Bangladesh’s 45% Investment Leap: Is it a True Turning Point or a Warning?
Bangladesh saw a significant 45 percent increase in foreign direct investment (FDI) in 2025, according to the United Nations Conference on Trade and Development (UNCTAD). This impressive surge, highlighted in the World Investment Report 2026, marks a positive change after two years of decline and was the highest growth rate among South Asian nations.
Despite the promising statistics, experts suggest it is too early to declare a full return of investor confidence. Foreign investment in 2025 reached $1.78 billion. While positive, this amount is quite small when compared to Bangladesh’s economy, which is valued at over half a trillion dollars with a population exceeding 170 million. Relatively smaller economies like Uganda, Ghana, and Congo received similar or even greater foreign investment during the same period.
A closer look at the 2025 figures reveals a critical detail. Much of the growth came from existing foreign companies reinvesting their profits in Bangladesh. This shows that current investors still see potential. However, there is little evidence that new foreign companies, looking to establish fresh operations or “greenfield” investments, have gained significant confidence. Greenfield investments are vital for creating new jobs, bringing in technology, and boosting production.

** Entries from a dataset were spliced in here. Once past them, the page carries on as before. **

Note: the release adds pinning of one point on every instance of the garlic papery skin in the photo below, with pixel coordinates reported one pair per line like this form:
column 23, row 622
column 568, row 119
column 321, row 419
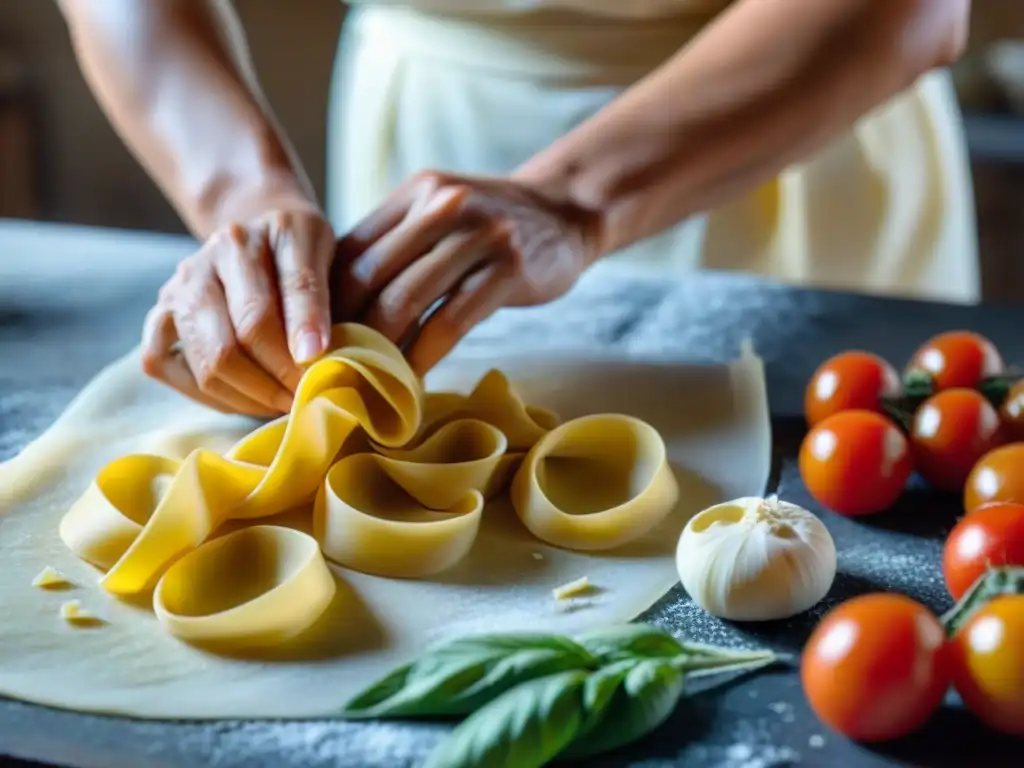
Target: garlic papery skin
column 756, row 559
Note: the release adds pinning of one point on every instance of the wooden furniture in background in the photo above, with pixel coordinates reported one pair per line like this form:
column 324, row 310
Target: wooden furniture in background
column 18, row 157
column 997, row 160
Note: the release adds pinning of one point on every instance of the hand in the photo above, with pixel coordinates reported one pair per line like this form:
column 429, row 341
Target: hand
column 239, row 317
column 468, row 245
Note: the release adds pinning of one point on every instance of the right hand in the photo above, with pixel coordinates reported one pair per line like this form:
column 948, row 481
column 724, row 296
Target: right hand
column 233, row 326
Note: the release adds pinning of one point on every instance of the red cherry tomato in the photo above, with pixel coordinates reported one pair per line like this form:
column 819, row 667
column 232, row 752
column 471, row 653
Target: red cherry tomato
column 1012, row 412
column 957, row 358
column 987, row 663
column 998, row 476
column 855, row 463
column 876, row 668
column 991, row 536
column 951, row 430
column 849, row 381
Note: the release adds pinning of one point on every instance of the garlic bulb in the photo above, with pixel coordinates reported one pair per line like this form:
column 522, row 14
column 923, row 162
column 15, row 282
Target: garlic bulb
column 756, row 559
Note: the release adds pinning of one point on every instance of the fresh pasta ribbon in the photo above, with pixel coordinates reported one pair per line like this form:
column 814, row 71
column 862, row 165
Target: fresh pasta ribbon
column 397, row 479
column 595, row 483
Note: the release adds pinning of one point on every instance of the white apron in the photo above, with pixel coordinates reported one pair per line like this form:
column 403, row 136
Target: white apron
column 886, row 209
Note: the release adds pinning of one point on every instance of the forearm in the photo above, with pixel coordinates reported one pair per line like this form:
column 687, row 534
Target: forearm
column 764, row 86
column 175, row 79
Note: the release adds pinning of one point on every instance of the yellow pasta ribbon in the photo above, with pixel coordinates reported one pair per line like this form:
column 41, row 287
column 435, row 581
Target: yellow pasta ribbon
column 397, row 481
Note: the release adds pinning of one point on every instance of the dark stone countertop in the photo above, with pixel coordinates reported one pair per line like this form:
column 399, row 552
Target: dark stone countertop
column 62, row 317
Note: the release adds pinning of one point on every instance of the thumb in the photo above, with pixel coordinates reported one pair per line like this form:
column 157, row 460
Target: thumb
column 303, row 248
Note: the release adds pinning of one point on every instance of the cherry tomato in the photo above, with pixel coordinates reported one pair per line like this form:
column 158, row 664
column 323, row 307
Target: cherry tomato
column 1012, row 412
column 987, row 664
column 957, row 358
column 951, row 430
column 998, row 476
column 855, row 463
column 876, row 668
column 849, row 381
column 991, row 536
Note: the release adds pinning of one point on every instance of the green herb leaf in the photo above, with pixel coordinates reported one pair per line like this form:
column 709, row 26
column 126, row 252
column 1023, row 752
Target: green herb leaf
column 524, row 728
column 461, row 676
column 631, row 641
column 993, row 583
column 628, row 702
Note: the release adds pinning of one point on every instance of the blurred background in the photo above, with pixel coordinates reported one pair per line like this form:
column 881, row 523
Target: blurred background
column 59, row 161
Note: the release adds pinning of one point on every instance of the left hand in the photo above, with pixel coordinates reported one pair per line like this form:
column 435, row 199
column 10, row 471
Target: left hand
column 473, row 245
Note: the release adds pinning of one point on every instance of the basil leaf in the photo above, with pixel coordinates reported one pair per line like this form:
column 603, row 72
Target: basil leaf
column 461, row 676
column 496, row 646
column 1007, row 580
column 525, row 728
column 631, row 641
column 642, row 700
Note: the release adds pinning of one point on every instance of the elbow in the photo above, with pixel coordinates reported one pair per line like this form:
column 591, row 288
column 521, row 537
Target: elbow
column 924, row 35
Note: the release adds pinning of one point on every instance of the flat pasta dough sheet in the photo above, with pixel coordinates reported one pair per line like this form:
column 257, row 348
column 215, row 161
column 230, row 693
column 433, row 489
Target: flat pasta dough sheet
column 714, row 421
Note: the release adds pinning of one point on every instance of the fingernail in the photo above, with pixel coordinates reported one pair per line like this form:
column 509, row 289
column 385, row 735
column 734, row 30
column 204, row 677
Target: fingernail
column 307, row 347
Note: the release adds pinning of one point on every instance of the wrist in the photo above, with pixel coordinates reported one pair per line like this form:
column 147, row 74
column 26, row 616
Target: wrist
column 248, row 199
column 559, row 184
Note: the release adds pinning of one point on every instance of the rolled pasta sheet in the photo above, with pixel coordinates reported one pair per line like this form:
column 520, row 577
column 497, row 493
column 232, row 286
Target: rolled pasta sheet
column 495, row 401
column 364, row 383
column 255, row 588
column 594, row 483
column 102, row 523
column 367, row 521
column 461, row 456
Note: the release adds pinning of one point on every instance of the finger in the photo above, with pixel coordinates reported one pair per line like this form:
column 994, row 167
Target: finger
column 216, row 359
column 162, row 363
column 254, row 305
column 407, row 197
column 419, row 231
column 479, row 296
column 397, row 308
column 302, row 255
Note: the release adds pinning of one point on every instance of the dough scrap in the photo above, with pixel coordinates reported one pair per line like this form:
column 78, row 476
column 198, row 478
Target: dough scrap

Foreign investors do not make long-term decisions based on a single year’s data. They carefully assess a country’s stability, policy consistency, and overall business environment for the next five to ten years. In Bangladesh, FDI remains below 0.4 percent of its Gross Domestic Product (GDP), a very low figure for a developing economy.
Several factors contribute to this cautious approach. Investors prioritize clear, stable policies and effective institutions, fearing changes in government might disrupt contracts. The nation’s banking sector also faces challenges, including non-performing loans and governance issues, which deter both local and foreign investors. Furthermore, beyond cheap labor, modern investors demand reliable energy, efficient transportation, smooth administrative services, and strong infrastructure.

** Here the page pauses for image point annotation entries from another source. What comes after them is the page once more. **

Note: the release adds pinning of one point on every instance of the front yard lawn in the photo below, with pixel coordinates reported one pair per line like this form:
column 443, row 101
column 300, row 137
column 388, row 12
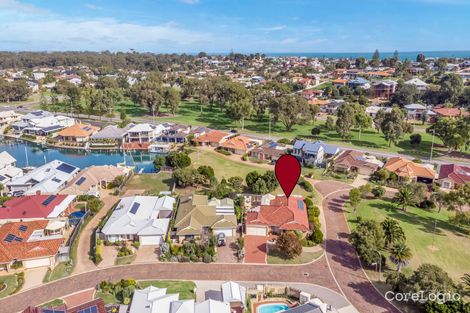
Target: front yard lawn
column 451, row 250
column 151, row 183
column 305, row 257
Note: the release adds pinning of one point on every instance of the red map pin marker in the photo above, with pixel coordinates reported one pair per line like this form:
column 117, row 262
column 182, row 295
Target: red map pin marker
column 287, row 171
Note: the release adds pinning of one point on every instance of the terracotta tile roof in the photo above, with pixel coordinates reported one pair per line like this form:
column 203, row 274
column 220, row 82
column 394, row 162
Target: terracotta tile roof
column 352, row 158
column 29, row 207
column 450, row 112
column 24, row 250
column 287, row 214
column 238, row 143
column 459, row 174
column 78, row 130
column 213, row 136
column 406, row 168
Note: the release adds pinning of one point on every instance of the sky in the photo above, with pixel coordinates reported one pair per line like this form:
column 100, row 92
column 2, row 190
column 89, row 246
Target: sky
column 246, row 26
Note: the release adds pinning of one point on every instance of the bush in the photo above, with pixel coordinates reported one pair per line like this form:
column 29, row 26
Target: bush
column 378, row 191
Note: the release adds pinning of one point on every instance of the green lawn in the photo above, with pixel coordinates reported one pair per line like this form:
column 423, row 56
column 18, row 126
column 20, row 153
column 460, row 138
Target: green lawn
column 151, row 183
column 305, row 257
column 11, row 282
column 223, row 167
column 451, row 249
column 184, row 288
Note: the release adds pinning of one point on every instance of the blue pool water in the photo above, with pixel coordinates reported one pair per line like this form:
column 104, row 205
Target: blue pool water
column 272, row 308
column 30, row 154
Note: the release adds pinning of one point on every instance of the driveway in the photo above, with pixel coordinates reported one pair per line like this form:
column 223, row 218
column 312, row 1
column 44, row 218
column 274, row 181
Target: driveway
column 146, row 254
column 228, row 253
column 83, row 261
column 255, row 249
column 33, row 277
column 342, row 257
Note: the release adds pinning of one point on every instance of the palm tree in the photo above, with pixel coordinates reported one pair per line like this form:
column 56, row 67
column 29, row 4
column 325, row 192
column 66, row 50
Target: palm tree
column 404, row 197
column 392, row 231
column 400, row 254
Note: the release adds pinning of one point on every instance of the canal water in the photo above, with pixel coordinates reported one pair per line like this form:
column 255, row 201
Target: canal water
column 36, row 155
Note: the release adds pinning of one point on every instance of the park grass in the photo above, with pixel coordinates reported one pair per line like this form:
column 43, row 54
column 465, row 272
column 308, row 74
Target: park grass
column 184, row 288
column 451, row 244
column 223, row 167
column 151, row 183
column 305, row 257
column 11, row 283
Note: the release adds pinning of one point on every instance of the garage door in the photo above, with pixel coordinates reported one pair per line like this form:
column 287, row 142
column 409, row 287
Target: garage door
column 150, row 240
column 227, row 231
column 256, row 231
column 36, row 263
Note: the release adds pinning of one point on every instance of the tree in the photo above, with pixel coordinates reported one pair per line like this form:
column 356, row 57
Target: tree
column 345, row 120
column 236, row 182
column 354, row 198
column 400, row 254
column 178, row 159
column 393, row 125
column 404, row 197
column 415, row 139
column 367, row 238
column 288, row 245
column 330, row 123
column 148, row 92
column 429, row 278
column 172, row 99
column 392, row 231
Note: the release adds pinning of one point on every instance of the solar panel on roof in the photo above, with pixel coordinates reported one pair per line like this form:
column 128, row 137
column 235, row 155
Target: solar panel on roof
column 80, row 181
column 48, row 200
column 64, row 167
column 135, row 207
column 9, row 238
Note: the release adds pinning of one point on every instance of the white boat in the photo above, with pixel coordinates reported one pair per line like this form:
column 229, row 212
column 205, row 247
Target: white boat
column 159, row 148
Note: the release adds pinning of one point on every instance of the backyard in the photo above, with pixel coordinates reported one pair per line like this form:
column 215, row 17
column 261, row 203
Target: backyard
column 449, row 248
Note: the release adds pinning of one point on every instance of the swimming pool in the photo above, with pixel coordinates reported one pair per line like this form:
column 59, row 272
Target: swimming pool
column 272, row 308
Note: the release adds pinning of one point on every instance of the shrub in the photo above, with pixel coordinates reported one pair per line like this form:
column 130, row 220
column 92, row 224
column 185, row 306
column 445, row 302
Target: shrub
column 378, row 191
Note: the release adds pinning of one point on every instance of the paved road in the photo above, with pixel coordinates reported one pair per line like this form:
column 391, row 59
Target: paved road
column 342, row 257
column 316, row 273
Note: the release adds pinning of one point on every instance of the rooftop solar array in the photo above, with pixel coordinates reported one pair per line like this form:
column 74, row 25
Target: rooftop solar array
column 80, row 181
column 48, row 200
column 64, row 167
column 135, row 207
column 92, row 309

Crucially, local entrepreneurs, who represent the largest source of investment in Bangladesh, are also showing caution. Their private investment makes up about a quarter of the GDP. When domestic investors hesitate, it sends a strong signal to potential foreign investors. The slowdown in private sector loans and rising unemployment among educated youth further highlight this internal lack of confidence.

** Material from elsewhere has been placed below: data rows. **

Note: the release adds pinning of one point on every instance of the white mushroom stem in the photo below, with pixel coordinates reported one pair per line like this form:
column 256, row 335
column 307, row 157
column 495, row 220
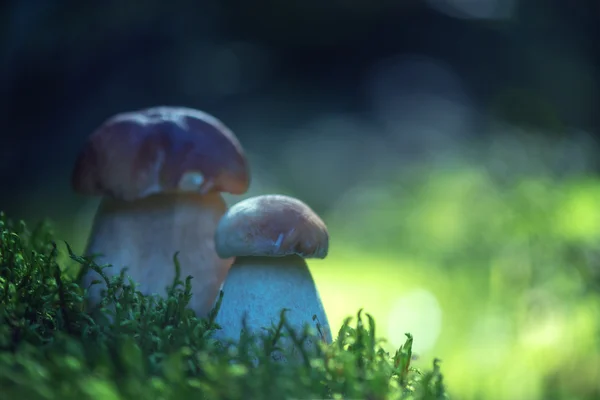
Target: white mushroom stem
column 143, row 235
column 260, row 287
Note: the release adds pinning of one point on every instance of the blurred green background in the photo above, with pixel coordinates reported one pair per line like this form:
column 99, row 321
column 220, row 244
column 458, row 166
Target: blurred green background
column 450, row 146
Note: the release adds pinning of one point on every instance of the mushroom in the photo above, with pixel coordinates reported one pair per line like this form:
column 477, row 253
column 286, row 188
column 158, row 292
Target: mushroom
column 270, row 237
column 160, row 171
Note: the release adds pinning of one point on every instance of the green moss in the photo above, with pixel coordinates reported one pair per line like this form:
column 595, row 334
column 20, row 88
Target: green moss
column 134, row 346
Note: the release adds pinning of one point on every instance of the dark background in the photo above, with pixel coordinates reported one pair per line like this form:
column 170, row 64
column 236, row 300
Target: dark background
column 268, row 67
column 450, row 146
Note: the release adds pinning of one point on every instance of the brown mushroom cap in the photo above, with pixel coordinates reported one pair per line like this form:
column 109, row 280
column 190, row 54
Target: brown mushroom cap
column 161, row 149
column 271, row 225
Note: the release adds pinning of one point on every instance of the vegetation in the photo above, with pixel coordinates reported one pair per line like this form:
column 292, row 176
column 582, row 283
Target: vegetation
column 134, row 346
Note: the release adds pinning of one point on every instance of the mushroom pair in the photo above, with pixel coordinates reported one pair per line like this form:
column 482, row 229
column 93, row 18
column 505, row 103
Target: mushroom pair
column 160, row 172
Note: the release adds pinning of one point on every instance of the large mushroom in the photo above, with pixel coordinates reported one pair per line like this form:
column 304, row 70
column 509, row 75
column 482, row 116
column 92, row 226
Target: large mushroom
column 270, row 237
column 160, row 171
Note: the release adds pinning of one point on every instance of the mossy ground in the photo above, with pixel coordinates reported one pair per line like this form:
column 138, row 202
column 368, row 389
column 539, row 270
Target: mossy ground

To attract sustainable investment, Bangladesh must focus on building trust. This means making investment-related institutions more efficient and transparent. Strengthening the financial sector by tackling bad loans and improving bank governance is also essential. Lastly, enhancing economic competitiveness through better infrastructure, reliable energy sources, and digital government services is key.
The 2025 FDI increase presents a clear opportunity for Bangladesh. The challenge now is to convert this single positive indicator into a solid foundation for long-term growth. Building lasting trust, rather than relying solely on statistics, remains Bangladesh’s most pressing economic task.